Search Tools (by priority)

搜索工具(按优先级排序)

1. paper_finder (primary — conference papers only)

1. paper_finder(主要工具——仅支持会议论文)

Location:
/Users/lingzhi/Code/documents/tool/paper_finder/paper_finder.py
Searches ai-paper-finder.info (HuggingFace Space) for published conference papers. Supports filtering by conference + year. Outputs JSONL with BibTeX.
bash
python /Users/lingzhi/Code/documents/tool/paper_finder/paper_finder.py --mode scrape --config <config.yaml>
python /Users/lingzhi/Code/documents/tool/paper_finder/paper_finder.py --mode download --jsonl <results.jsonl>
python /Users/lingzhi/Code/documents/tool/paper_finder/paper_finder.py --list-venues
Config example:
yaml
searches:
  - query: "long horizon reasoning agent"
    num_results: 100
    venues:
      neurips: [2024, 2025]
      iclr: [2024, 2025, 2026]
      icml: [2024, 2025]
output:
  root: /Users/lingzhi/Code/deep-research-output/{slug}/phase1_frontier/search_results
  overwrite: true
路径
/Users/lingzhi/Code/documents/tool/paper_finder/paper_finder.py
在 ai-paper-finder.info(HuggingFace Space)中搜索已发表的会议论文,支持按会议+年份筛选,输出带BibTeX的JSONL格式内容。
bash
python /Users/lingzhi/Code/documents/tool/paper_finder/paper_finder.py --mode scrape --config <config.yaml>
python /Users/lingzhi/Code/documents/tool/paper_finder/paper_finder.py --mode download --jsonl <results.jsonl>
python /Users/lingzhi/Code/documents/tool/paper_finder/paper_finder.py --list-venues
配置示例:
yaml
searches:
  - query: "long horizon reasoning agent"
    num_results: 100
    venues:
      neurips: [2024, 2025]
      iclr: [2024, 2025, 2026]
      icml: [2024, 2025]
output:
  root: /Users/lingzhi/Code/deep-research-output/{slug}/phase1_frontier/search_results
  overwrite: true

2. search_semantic_scholar.py (supplementary — citation data + broader coverage)

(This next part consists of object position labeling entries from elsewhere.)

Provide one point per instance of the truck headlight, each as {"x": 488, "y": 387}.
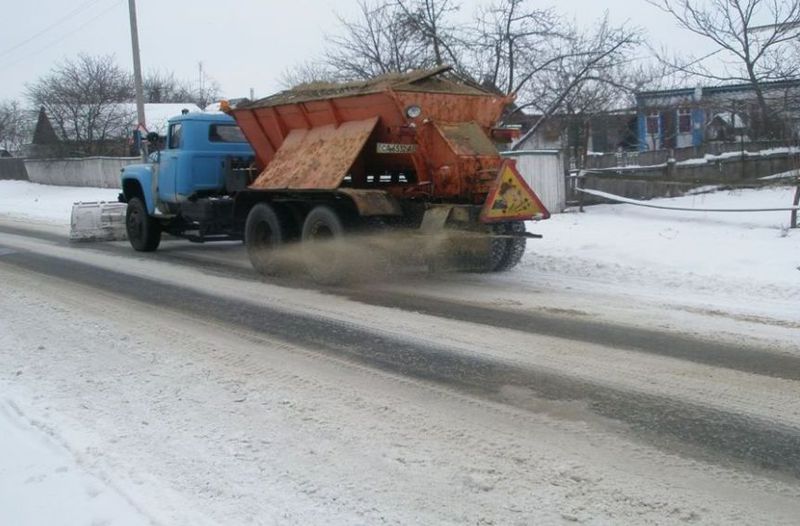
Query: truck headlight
{"x": 414, "y": 111}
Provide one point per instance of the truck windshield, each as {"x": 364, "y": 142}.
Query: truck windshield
{"x": 225, "y": 133}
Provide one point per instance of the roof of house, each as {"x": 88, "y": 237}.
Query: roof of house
{"x": 725, "y": 88}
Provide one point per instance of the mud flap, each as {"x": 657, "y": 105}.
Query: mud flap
{"x": 98, "y": 221}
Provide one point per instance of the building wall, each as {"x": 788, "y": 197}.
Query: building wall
{"x": 102, "y": 172}
{"x": 13, "y": 169}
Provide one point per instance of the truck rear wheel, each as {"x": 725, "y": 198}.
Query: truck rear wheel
{"x": 323, "y": 254}
{"x": 144, "y": 232}
{"x": 263, "y": 236}
{"x": 514, "y": 246}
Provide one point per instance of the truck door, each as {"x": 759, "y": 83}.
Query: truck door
{"x": 170, "y": 158}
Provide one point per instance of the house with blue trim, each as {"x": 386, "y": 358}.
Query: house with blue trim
{"x": 692, "y": 117}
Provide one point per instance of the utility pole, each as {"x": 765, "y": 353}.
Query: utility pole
{"x": 137, "y": 79}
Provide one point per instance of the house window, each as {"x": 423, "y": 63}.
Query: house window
{"x": 684, "y": 120}
{"x": 653, "y": 121}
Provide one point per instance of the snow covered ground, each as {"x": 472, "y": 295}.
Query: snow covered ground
{"x": 748, "y": 262}
{"x": 732, "y": 260}
{"x": 24, "y": 201}
{"x": 748, "y": 256}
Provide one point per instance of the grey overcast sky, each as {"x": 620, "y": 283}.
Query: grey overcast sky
{"x": 242, "y": 44}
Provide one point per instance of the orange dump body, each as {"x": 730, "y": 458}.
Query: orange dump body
{"x": 363, "y": 136}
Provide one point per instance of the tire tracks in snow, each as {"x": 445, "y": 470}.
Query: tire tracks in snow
{"x": 712, "y": 432}
{"x": 744, "y": 358}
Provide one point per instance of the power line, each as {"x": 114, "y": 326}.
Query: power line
{"x": 58, "y": 22}
{"x": 64, "y": 36}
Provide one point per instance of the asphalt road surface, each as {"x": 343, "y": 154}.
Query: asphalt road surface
{"x": 691, "y": 419}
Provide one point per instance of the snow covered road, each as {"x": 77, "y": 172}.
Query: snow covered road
{"x": 182, "y": 389}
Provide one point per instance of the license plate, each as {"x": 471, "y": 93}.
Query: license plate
{"x": 386, "y": 147}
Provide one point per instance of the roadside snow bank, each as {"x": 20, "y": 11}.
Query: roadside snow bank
{"x": 42, "y": 483}
{"x": 44, "y": 203}
{"x": 740, "y": 253}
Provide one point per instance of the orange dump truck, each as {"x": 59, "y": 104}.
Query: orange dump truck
{"x": 411, "y": 152}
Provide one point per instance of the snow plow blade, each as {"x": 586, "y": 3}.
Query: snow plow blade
{"x": 97, "y": 221}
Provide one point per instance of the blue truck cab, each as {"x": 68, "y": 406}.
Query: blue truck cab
{"x": 188, "y": 183}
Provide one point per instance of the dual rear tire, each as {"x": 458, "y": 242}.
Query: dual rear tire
{"x": 320, "y": 250}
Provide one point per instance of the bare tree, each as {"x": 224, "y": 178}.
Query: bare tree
{"x": 85, "y": 100}
{"x": 431, "y": 24}
{"x": 753, "y": 40}
{"x": 14, "y": 125}
{"x": 381, "y": 40}
{"x": 511, "y": 43}
{"x": 162, "y": 87}
{"x": 587, "y": 75}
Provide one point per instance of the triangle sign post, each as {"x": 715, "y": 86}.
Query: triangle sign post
{"x": 511, "y": 199}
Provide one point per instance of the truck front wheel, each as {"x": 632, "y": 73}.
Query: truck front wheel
{"x": 144, "y": 232}
{"x": 263, "y": 236}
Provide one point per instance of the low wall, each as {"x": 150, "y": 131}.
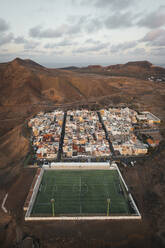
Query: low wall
{"x": 34, "y": 194}
{"x": 84, "y": 218}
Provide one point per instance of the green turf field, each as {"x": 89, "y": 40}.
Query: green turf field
{"x": 80, "y": 192}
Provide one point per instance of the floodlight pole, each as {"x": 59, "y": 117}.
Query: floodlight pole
{"x": 53, "y": 207}
{"x": 108, "y": 206}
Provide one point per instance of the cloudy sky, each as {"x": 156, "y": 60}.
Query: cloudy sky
{"x": 81, "y": 32}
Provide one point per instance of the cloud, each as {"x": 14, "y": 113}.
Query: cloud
{"x": 114, "y": 4}
{"x": 28, "y": 44}
{"x": 62, "y": 43}
{"x": 123, "y": 46}
{"x": 3, "y": 25}
{"x": 119, "y": 20}
{"x": 158, "y": 52}
{"x": 6, "y": 38}
{"x": 155, "y": 19}
{"x": 155, "y": 37}
{"x": 20, "y": 40}
{"x": 64, "y": 29}
{"x": 95, "y": 48}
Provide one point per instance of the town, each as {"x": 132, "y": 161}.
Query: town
{"x": 92, "y": 135}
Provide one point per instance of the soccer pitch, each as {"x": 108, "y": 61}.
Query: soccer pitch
{"x": 81, "y": 193}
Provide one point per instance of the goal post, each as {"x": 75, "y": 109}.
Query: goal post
{"x": 108, "y": 206}
{"x": 53, "y": 206}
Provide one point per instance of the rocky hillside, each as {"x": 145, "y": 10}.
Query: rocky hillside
{"x": 137, "y": 69}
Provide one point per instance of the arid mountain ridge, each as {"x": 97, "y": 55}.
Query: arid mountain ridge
{"x": 26, "y": 88}
{"x": 138, "y": 69}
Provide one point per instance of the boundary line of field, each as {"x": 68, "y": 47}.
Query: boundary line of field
{"x": 135, "y": 217}
{"x": 84, "y": 166}
{"x": 34, "y": 194}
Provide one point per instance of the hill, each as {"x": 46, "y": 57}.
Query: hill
{"x": 27, "y": 88}
{"x": 137, "y": 69}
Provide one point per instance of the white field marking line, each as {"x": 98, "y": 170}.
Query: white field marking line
{"x": 124, "y": 205}
{"x": 45, "y": 187}
{"x": 80, "y": 195}
{"x": 3, "y": 203}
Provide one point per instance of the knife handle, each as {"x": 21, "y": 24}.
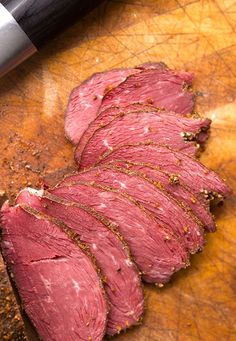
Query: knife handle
{"x": 25, "y": 25}
{"x": 40, "y": 19}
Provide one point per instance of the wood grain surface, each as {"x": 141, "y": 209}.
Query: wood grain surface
{"x": 200, "y": 302}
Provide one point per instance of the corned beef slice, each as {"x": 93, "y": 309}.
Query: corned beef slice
{"x": 59, "y": 286}
{"x": 122, "y": 282}
{"x": 191, "y": 172}
{"x": 157, "y": 253}
{"x": 166, "y": 86}
{"x": 107, "y": 116}
{"x": 161, "y": 87}
{"x": 178, "y": 190}
{"x": 165, "y": 208}
{"x": 155, "y": 127}
{"x": 86, "y": 99}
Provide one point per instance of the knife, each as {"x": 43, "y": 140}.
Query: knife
{"x": 25, "y": 26}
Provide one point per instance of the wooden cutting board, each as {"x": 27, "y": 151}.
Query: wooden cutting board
{"x": 200, "y": 302}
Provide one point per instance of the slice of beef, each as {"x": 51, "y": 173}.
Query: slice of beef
{"x": 178, "y": 190}
{"x": 107, "y": 116}
{"x": 187, "y": 170}
{"x": 157, "y": 253}
{"x": 161, "y": 87}
{"x": 86, "y": 99}
{"x": 155, "y": 127}
{"x": 122, "y": 282}
{"x": 165, "y": 208}
{"x": 58, "y": 283}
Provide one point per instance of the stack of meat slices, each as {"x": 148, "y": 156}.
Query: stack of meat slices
{"x": 140, "y": 204}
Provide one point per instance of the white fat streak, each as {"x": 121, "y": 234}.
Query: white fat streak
{"x": 94, "y": 246}
{"x": 106, "y": 144}
{"x": 76, "y": 286}
{"x": 34, "y": 191}
{"x": 120, "y": 183}
{"x": 102, "y": 205}
{"x": 128, "y": 262}
{"x": 47, "y": 283}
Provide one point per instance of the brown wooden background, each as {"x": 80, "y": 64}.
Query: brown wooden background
{"x": 200, "y": 302}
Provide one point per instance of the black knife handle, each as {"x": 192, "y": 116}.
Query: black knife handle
{"x": 40, "y": 19}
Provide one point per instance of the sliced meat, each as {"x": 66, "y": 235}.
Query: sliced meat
{"x": 157, "y": 253}
{"x": 189, "y": 171}
{"x": 155, "y": 127}
{"x": 86, "y": 99}
{"x": 58, "y": 282}
{"x": 122, "y": 282}
{"x": 161, "y": 87}
{"x": 165, "y": 208}
{"x": 107, "y": 116}
{"x": 176, "y": 189}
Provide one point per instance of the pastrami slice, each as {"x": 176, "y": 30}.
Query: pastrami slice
{"x": 168, "y": 212}
{"x": 161, "y": 87}
{"x": 86, "y": 99}
{"x": 176, "y": 189}
{"x": 58, "y": 283}
{"x": 157, "y": 253}
{"x": 104, "y": 118}
{"x": 122, "y": 281}
{"x": 195, "y": 175}
{"x": 140, "y": 127}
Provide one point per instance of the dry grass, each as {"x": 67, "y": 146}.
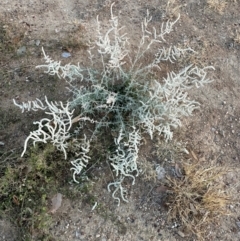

2. search_semantic_scholar.py(补充工具——提供引用数据+更广覆盖范围)

Location:
/Users/lingzhi/.claude/skills/deep-research/scripts/search_semantic_scholar.py
Supports
--peer-reviewed-only
and
--top-conferences
filters. API key:
/Users/lingzhi/Code/keys.md
(field
S2_API_Key
)
路径
/Users/lingzhi/.claude/skills/deep-research/scripts/search_semantic_scholar.py
支持
--peer-reviewed-only
--top-conferences
筛选参数。API密钥:
/Users/lingzhi/Code/keys.md
(字段
S2_API_Key

3. search_arxiv.py (supplementary — latest preprints)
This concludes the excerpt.